7. Further analysis of the data indicated that yield increases in non-irrigated soybean planted at greater than 170,000 seeds/ac was most likely due to N timing and N rate variables.
Both of these papers have excellent literature reviews that go into more depth about nitrogen and soybeans. Anyone interested in the subject will find plenty to think about as well as citations to related research work for further study.
What We Learned
When we step back and look at the body of research new and old, we are left with several questions and a few answers. Most of the work shows that greater yield potential is needed before a nitrogen response is possible.
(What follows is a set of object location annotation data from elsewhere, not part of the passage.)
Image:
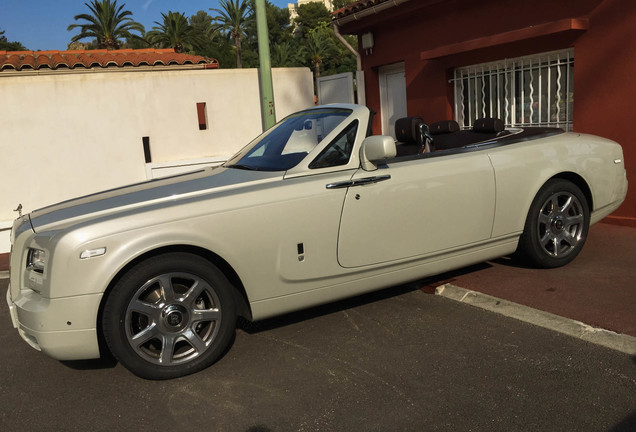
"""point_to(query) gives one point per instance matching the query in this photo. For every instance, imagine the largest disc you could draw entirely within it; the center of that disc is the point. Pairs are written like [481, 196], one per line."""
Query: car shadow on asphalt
[106, 362]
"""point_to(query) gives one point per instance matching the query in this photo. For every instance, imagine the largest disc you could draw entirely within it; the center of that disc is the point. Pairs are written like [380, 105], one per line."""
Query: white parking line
[616, 341]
This makes sense due to the increasing need for supplemental nitrogen that the plant cannot fix nor the soil supply. A problem remains, however, in that there is very high variability and very low predictability about when there will be a response. These two papers support the following:
- Nitrogen may increase yields at higher yield potentials. The Cafaro La Menza paper reports an almost 4 bu increase per 15 bu yield potential increase. The Mourtzinis paper is consistent with this thought, but does not quantify the increase, and most of the increases they found were not significant.
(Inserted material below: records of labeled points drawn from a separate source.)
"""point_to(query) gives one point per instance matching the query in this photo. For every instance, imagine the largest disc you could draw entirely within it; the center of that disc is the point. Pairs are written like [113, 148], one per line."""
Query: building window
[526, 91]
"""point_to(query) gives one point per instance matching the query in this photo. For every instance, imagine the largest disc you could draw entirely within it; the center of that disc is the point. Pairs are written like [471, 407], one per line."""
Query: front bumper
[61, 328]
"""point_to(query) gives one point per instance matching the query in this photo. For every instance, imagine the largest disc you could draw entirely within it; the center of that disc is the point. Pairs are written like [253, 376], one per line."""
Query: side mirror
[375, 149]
- Both papers report on experiments that used greater than economic nitrogen rates to get these increases.
- The Mourtzinis paper does suggest that in non-irrigated production, greater than established population recommendations and N timings may produce a growing environment that will increase yield potential and hence, possible yield increases.
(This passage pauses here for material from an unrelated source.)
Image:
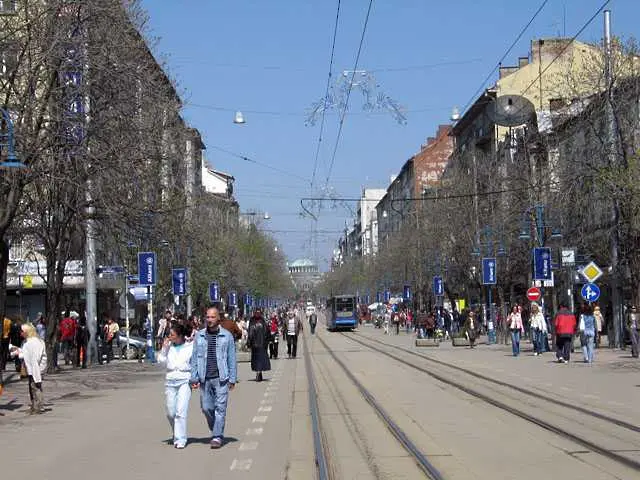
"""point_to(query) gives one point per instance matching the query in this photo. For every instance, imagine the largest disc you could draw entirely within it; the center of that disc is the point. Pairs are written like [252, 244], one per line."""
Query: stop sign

Neither paper makes the claim that nitrogen fertilizer by itself will increase, just that in high-yielding environments nitrogen is likely to have a marginal beneficial effect.
Impact of These Findings on Future Research, N Management
What remains to be discovered is why soybeans are so resistant to nitrogen response when the nitrogen balance inputs would lead one to suggest that supplemental nitrogen is needed. We know there is N substitution, that is, plants will give preference to mineral N at the expense of N fixation. Adding N fertilizer will depress N fixation to the extent that N uptake may not be too different. However, when we supply extremely high doses of N that are sufficient to supply all the N needed and then enough for many more bushels, yields are not increased enough to match the N supply. The hope is that future research will identify a timing/application/source/management system that overcomes this dilemma.
We also need to learn more about why results are so variable and if there are ways to increase N fixation in soybean.
In a larger context, even when we apply nitrogen to our main grass crop in Nebraska, corn, it’s not very efficient. Uptake of fertilizer nitrogen in corn rarely goes over 60% in the year of application although maybe reaching about 85% equivalent recovery in the long term. The data for soybeans shows fertilizer nitrogen efficiencies of much less than that. The nitrogen that does not go into the crop will remain in the soil, vulnerable to loss to the environment. This is costly for the purchaser and has consequences for the environment.
When considering nitrogen application on soybeans, first be sure the field is a high-yield producer. Applying nitrogen to soybeans is not going to take an unproductive field and make it more productive.
Citations of earlier University of Nebraska papers related to N and soybeans:
Utilization of N Fertilizer by Nodulating and Non-Nodulating Soybean Isolines. E. J. Deibert, M. Bijeriego, and R.A. Olson. 1979 Agronomy Journal, Vol. 71, pages 717-723.
Nitrogen fertilization of soybeans. R.C. Sorensen and E. J. Penas. 1978. Agronomy Journal. Vol. 70 (2), pages 213-216.
Growth and nitrogen fixation in high-yielding soybean: Impact of nitrogen fertilization. F. Salvagiotti, J.E. Specht, K.G. Cassman, D.T. Walters, A. Weiss, and A. Dobermann. 2009. Agronomy Journal, 101:958-970.
Irrigated soybean has a small response to nitrogen applied during early reproductive growth. C. S. Wortmann, C. A. Shapiro, R. Ferguson, and M. Mainz, 2012. Crop Management, doi:10.1094/CM-2012-0126-01-RS.